Sulamar seguía rígidamente inmóvil. Gotitas de sudor aparecieron sobre su ancha frente. Su uniforme de general imperial —un mero disfraz. como bien sabía Madine— parecía inmaculadamente cuidado: las costuras estaban impecables, las esquinas meticulosamente planchadas resaltaban nítidamente, y todas las insignias de su rango habían sido frotadas hasta sacarles brillo.
—Pero... Noble Durga —dijo Sulamar—. Tal vez debería ser yo quien...
—¿Está cuestionando mis órdenes, Sulamar? —aulló Durga, empleando todo el amenazador volumen que era capaz de generar desde las profundidades de su vasto estómago tembloroso.
El impostor imperial se apresuró a obedecer. Sacó la pistola desintegradora de la funda que colgaba de su cadera y la alargó con el cañón por adelante, apuntado hacia Durga. Un instante después comprendió su error y le dio torpemente la vuelta, ofreciendo la culata al señor del crimen.
—Muy bien —dijo Durga, empuñando el arma pero manteniendo el cañón lanzador de energía dirigido hacia Sulamar—. Y ahora va a sentarse en el sillón de pilotaje de la Espada Oscura.
Durga agitó la pistola desintegradora, señalando el puesto vacío rodeado por terminales de mando y todo un despliegue de sistemas de navegación.
Madine pudo ver que el sillón había sido manipulado para dotarlo de alguna clase de trampa mortal: había cables de energía que brotaban del soporte del asiento, y unos cuantos electrodos colocados a intervalos regulares encima de puntos de contacto metálicos.
Sulamar volvió la mirada hacia el sillón de pilotaje y palideció.
—¡Oh, vamos, noble Durga! En realidad yo puedo servirle mucho mejor si...
—¡Siéntese ahí! ——gritó Durga.
Sulamar parecía aterrado, como si estuviera dominado por un pánico mucho más intenso del que hubiera podido esperarse por el simple hecho de haber visto repentinamente expuesta su mentira. Pero se movió como un androide sometido a una programación incontrovertible, y avanzó con paso lento y resignado hacia el asiento vacío. Se puso el arnés de seguridad del sillón de pilotaje de la Espada Oscura y se encorvó debajo de las tiras, pareciendo más resignado a su destino que Madine, quien ya estaba marcado para la muerte.

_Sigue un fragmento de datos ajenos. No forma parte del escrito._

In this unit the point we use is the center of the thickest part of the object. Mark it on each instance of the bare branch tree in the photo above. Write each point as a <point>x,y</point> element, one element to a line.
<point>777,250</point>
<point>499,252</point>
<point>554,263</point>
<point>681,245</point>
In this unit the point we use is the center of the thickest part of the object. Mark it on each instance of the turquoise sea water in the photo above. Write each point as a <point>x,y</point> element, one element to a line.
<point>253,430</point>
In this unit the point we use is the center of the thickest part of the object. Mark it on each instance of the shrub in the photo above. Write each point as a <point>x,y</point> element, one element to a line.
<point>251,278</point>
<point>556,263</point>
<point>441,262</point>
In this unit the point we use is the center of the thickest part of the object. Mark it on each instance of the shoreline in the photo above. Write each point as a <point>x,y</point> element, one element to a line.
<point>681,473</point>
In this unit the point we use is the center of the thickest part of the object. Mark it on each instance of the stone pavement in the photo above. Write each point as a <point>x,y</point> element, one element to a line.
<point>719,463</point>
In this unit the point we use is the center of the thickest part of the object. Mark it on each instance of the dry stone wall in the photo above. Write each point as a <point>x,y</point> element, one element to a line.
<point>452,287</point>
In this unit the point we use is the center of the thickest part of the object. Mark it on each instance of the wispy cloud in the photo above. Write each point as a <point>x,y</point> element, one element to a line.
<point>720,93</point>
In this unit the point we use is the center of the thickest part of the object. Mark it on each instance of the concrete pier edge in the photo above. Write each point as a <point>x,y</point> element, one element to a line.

Crix Madine —dolorido, cubierto de morados y totalmente exhaustosiguió inmóvil. Tensó los puños y esperó. Con los ojos cerrados, percibió la silenciosa señal invisible que brotaba del transmisor implantado que solicitaba ayuda, suplicando la llegada inmediata de un grupo de rescate. ¿Por qué estaban tardando tanto?
Madine apretó las mandíbulas, dirigiendo una súplica mental a las naves para que se dieran prisa.

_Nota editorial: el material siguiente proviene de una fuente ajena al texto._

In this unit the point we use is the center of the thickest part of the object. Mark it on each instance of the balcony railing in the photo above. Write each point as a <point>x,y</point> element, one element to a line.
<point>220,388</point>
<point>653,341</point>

El vacío del espacio desfiló a toda velocidad junto a ellos hasta que empezó a llenarse de restos. El general Wedge Antilles se inclinó hacia adelante en el puente de mando del Yavaris y clavó la mirada en los ventanales de proa.
—Vamos... —murmuró—. ¡Vamos!
Qwi Xux frunció los labios junto a él, captando su ansiedad y compartiéndola.
—¿Seguimos a velocidad máxima? —le preguntó Wedge al timonel.
—Vamos todo lo deprisa que podemos, señor —respondió el joven oficial—. Pero nos acercamos a una zona bastante peligrosa... La señal del general Madine nos está llevando directamente al cinturón de asteroides de Hoth.
Acompañado por la fragata de asalto
Dodonna
de su ala de la flota, Wedge clavó la mirada en la proa del Yavaris, que avanzaba velozmente hacia el cinturón de asteroides.
—Escudos a máxima potencia —ordenó.
—Muy bien, señor —replicó el timonel—. Pero no estoy seguro de que avanzar a velocidad máxima en una zona tan peligrosa para la navegación sea muy buena idea.